L’introduction du Zoncolan a influencé la conception des parcours, non seulement du Giro, mais aussi des autres grands tours. On a vu apparaître une tendance à inclure des montées toujours plus difficiles, cherchant à reproduire le spectacle et le défi offerts par le « Kaiser » des Dolomites. Cette évolution a également eu un impact sur la préparation des coureurs et la stratégie des équipes, obligeant à une adaptation constante face à ces nouveaux défis.
Pour les amateurs, le Zoncolan est devenu un véritable pèlerinage cycliste. Gravir ses pentes est considéré comme un exploit en soi, une sorte de rite de passage pour tout passionné de cyclisme. Cette popularité a eu des retombées économiques importantes pour la région, transformant un col alpin peu connu en une destination touristique prisée des cyclistes du monde entier.
L’héritage du Zoncolan se mesure aussi à son impact sur le matériel cycliste. Les exigences extrêmes de son ascension ont poussé les fabricants à innover, développant des vélos plus légers, des transmissions offrant des rapports toujours plus courts, et des pneus capables d’adhérer sur les pentes les plus raides.
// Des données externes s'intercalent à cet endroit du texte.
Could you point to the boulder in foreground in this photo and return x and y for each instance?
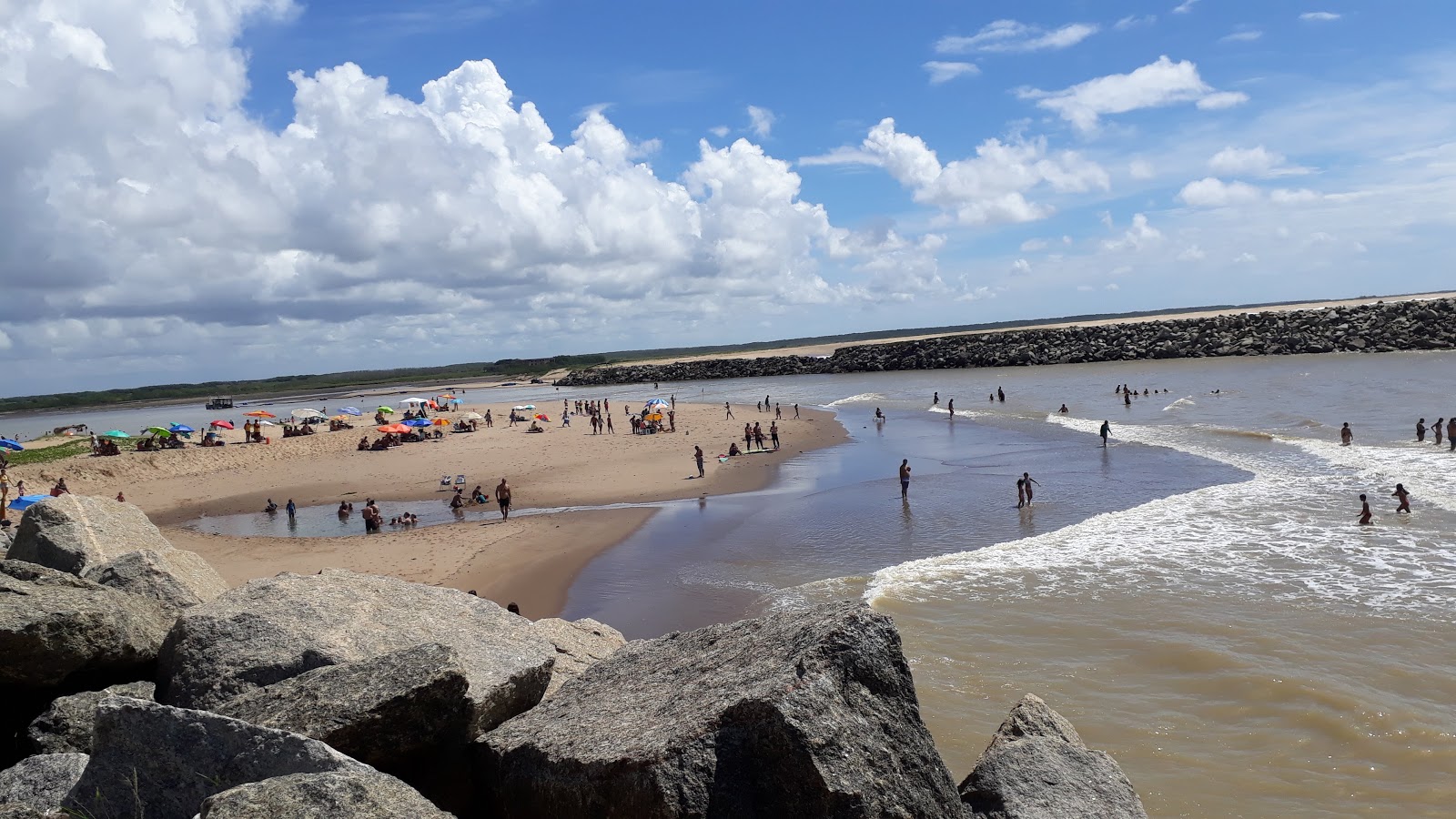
(382, 712)
(56, 627)
(807, 714)
(269, 630)
(322, 796)
(159, 763)
(580, 644)
(41, 782)
(75, 533)
(69, 723)
(1038, 768)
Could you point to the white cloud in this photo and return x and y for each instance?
(1216, 193)
(1245, 35)
(1220, 99)
(1252, 162)
(989, 187)
(1016, 36)
(1155, 85)
(761, 121)
(1140, 235)
(943, 72)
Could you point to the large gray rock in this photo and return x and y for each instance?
(322, 796)
(67, 724)
(55, 627)
(807, 714)
(41, 782)
(175, 579)
(160, 763)
(580, 644)
(76, 532)
(1038, 768)
(383, 710)
(271, 630)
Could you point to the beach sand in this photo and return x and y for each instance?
(531, 560)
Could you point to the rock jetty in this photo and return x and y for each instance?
(1365, 329)
(344, 694)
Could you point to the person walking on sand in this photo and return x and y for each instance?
(1028, 481)
(502, 499)
(1404, 497)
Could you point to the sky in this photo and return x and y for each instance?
(197, 189)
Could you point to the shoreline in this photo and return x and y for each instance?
(531, 560)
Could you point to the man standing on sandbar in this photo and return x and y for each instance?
(502, 499)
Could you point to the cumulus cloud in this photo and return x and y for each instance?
(943, 72)
(986, 188)
(1136, 238)
(1016, 36)
(146, 212)
(1252, 162)
(1155, 85)
(761, 121)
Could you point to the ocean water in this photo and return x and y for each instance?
(1198, 598)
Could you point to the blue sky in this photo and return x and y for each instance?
(230, 188)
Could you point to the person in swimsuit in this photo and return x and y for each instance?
(502, 499)
(1404, 497)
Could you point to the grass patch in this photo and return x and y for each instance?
(48, 453)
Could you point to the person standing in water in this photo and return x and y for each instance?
(1028, 481)
(1404, 497)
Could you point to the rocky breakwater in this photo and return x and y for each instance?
(344, 694)
(1365, 329)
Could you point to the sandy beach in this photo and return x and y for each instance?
(531, 560)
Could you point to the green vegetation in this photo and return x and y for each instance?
(47, 455)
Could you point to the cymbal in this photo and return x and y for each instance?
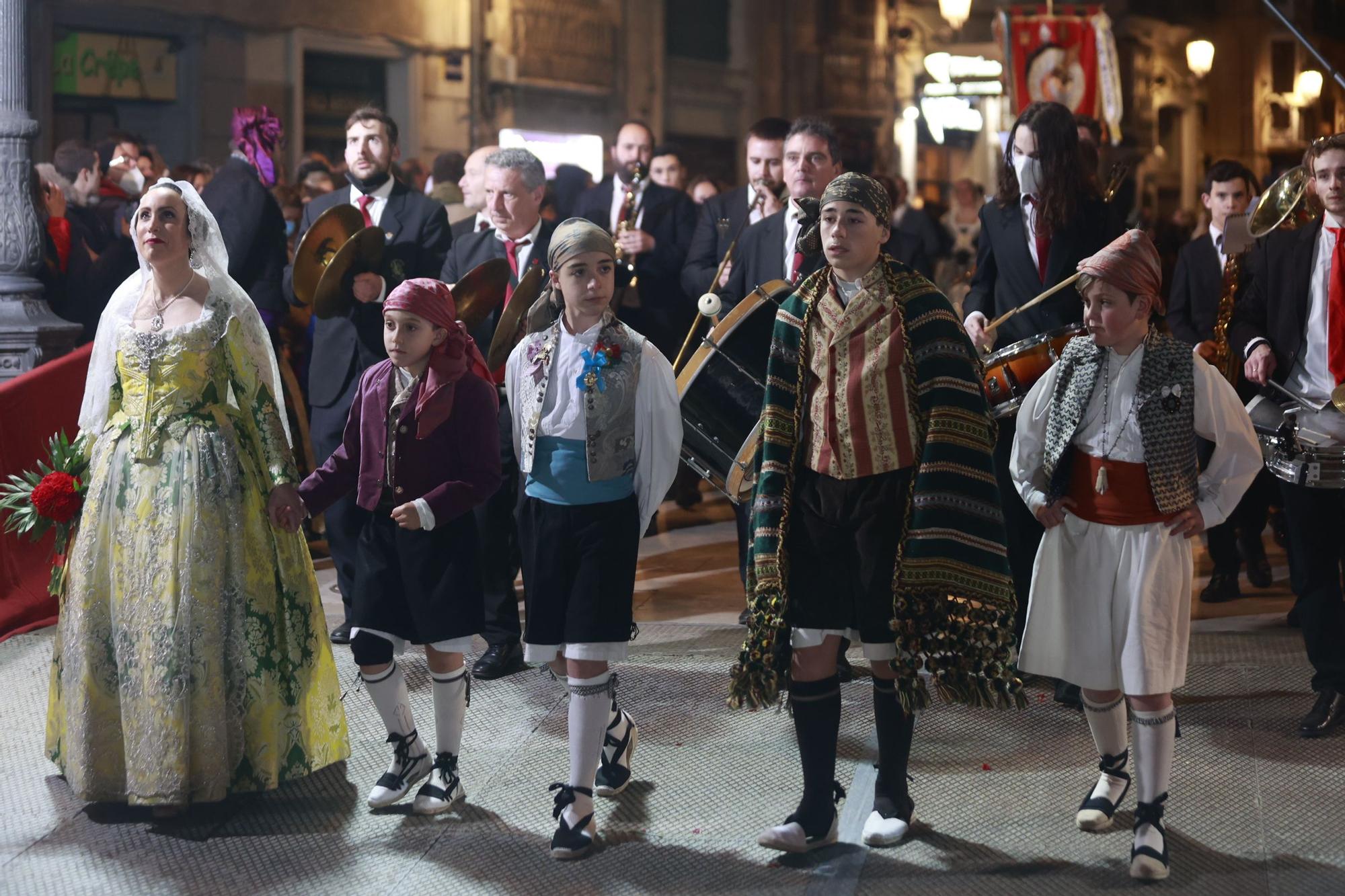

Ces avancées techniques, initialement conçues pour affronter le Zoncolan, ont ensuite bénéficié à l’ensemble des cyclistes, professionnels comme amateurs.
Aujourd’hui, le Monte Zoncolan reste un monument du cyclisme moderne, un défi ultime qui continue de fasciner et d’inspirer. Il incarne à lui seul l’évolution d’un sport en constante quête de dépassement, où la limite entre l’possible et l’impossible est sans cesse repoussée. Chaque nouvelle ascension du Zoncolan est attendue avec impatience, promettant d’écrire un nouveau chapitre dans la riche histoire de ce col légendaire.
Le Zoncolan a ainsi rejoint le panthéon des cols mythiques du cyclisme, aux côtés de géants comme le Galibier ou l’Alpe d’Huez. Il rappelle que même dans un sport aussi ancien et riche en histoire que le cyclisme, il est toujours possible de créer de nouvelles légendes. Les exploits réalisés sur ses pentes ont leur place parmi les Grands Champions de l’Histoire, témoignant de l’évolution constante d’un sport où les limites sont faites pour être repoussées.
En définitive, le Monte Zoncolan est bien plus qu’une simple montée difficile. Il est devenu un symbole de l’esprit même du cyclisme : le dépassement de soi face à des obstacles qui semblent insurmontables. Chaque coureur qui en atteint le sommet, qu’il soit professionnel ou amateur, remporte une victoire personnelle qui résonne avec l’essence même de ce sport. Le Zoncolan continue ainsi d’écrire sa légende, promettant encore de nombreuses pages épiques dans les années à venir.